The most dangerous country for conservationists was Colombia with 60 murders, followed by Brazil (34), Mexico (31), Honduras (14) and the Philippines (11). 88 percent of all murders were registered in Latin America.

Activists who campaign against the agricultural industry, mining and logging, in particular, live dangerous lives. Most killings are never solved, the organization reported. “Those responsible for deadly attacks on activists have gone unpunished for far too long. The world’s governments must urgently stop the senseless killing of those defending our planet by protecting the ecosystems that play a critical role in addressing the climate crisis “said a spokeswoman for Global Witness, Shruti Suresh.

One murder every two days

According to the group, 1,910 activists were killed between 2012 and 2022 – that’s one murder every two days. Indigenous people in particular are repeatedly targeted: they make up over a third of the victims, even though they only represent five percent of the world’s population.

“Loggers and illegal gold prospectors are encroaching on our areas – anyone who stands up against them is threatened,” says indigenous activist Maria Leusa Munduruku from the Brazilian Amazon region, which plays an important role in the international fight against climate change as a CO2 storage facility. “They attacked our village, set our houses on fire and we had to flee.”

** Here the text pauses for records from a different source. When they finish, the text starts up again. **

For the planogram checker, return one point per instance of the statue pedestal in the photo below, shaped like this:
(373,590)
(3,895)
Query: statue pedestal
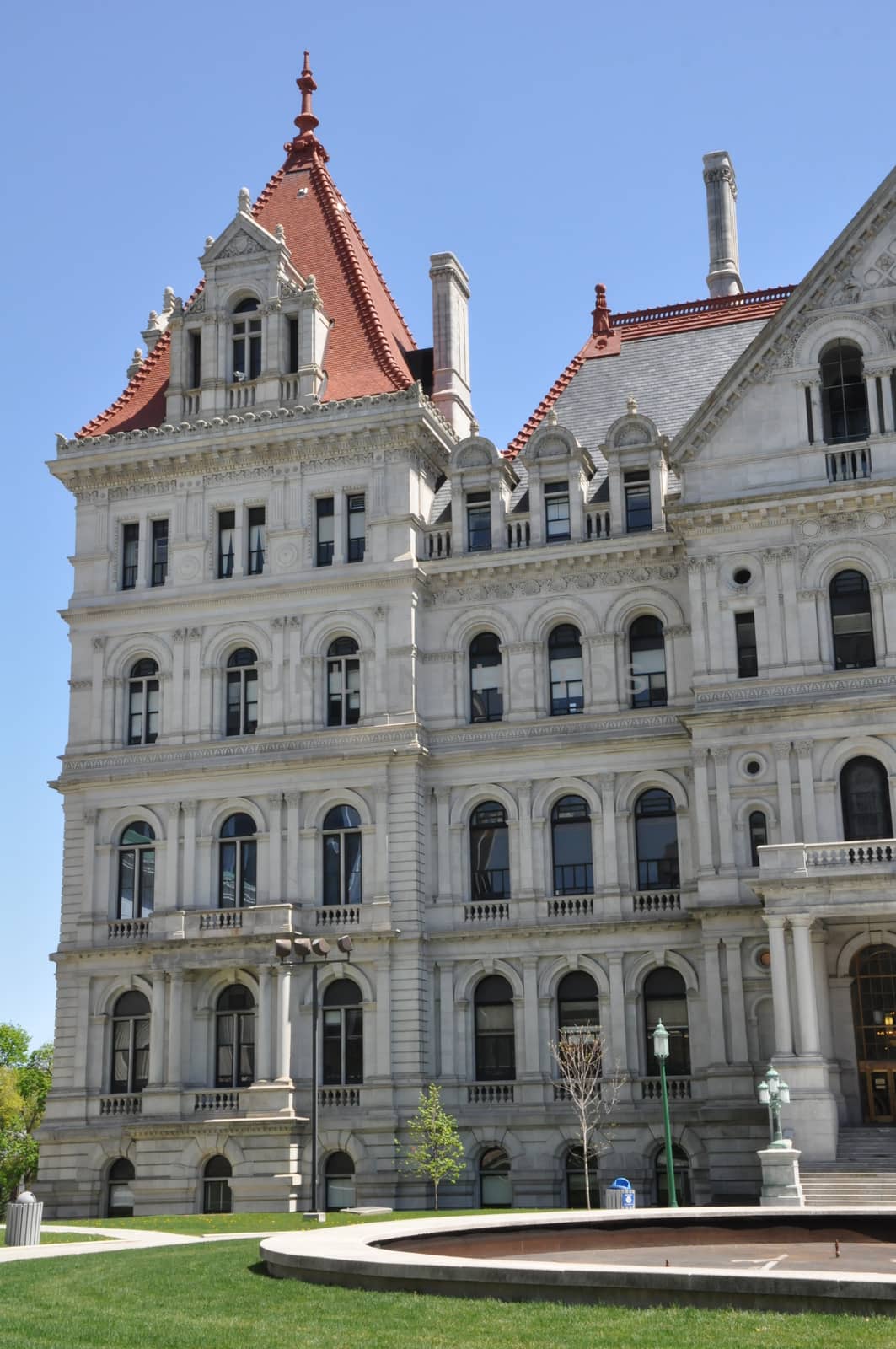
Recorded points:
(781,1177)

The indigenous peoples play a key role in the fight against global warming. According to a study by the Food and Agriculture Organization (FAO), indigenous people protect their lands particularly well from deforestation and destruction. “The indigenous people are the guardians of the forest and we can learn a lot from them in the fight against climate change,” says Mariela Molero from the Venezuelan environmental protection organization Kapé Kapé.

Colombia most dangerous

By far the most dangerous country for environmentalists last year was Colombia. Even after the end of the civil war, parts of the South American state are still controlled by crime syndicates, splinter groups of the former FARC guerrillas and paramilitary groups.

“Environmental activists repeatedly find themselves caught in the crossfire in the conflict between criminal gangs,” says Sirley Muñoz from the Colombian non-governmental organization Somos Defensores. “There is great impunity; most of the time the masterminds of the murders are never found.”

The killing of activists is the tip of the iceberg. “Environmental activists face a range of violence. They are threatened, attacked, harassed, litigated and marginalized,” says Global Witness annual report author Laura Furones. “The goal is always to silence people so that they don’t get in the way of economic activity.”

Human rights violated at the edge of supply chains

Global Witness called on the governments of affected countries to consistently implement existing laws and ensure the safety of environmental defenders. Above all, the right of indigenous communities to their traditional habitat and culture must be better protected, the recommendations said.

On the other hand, companies must ensure that there are no human rights violations at the edge of their supply chains.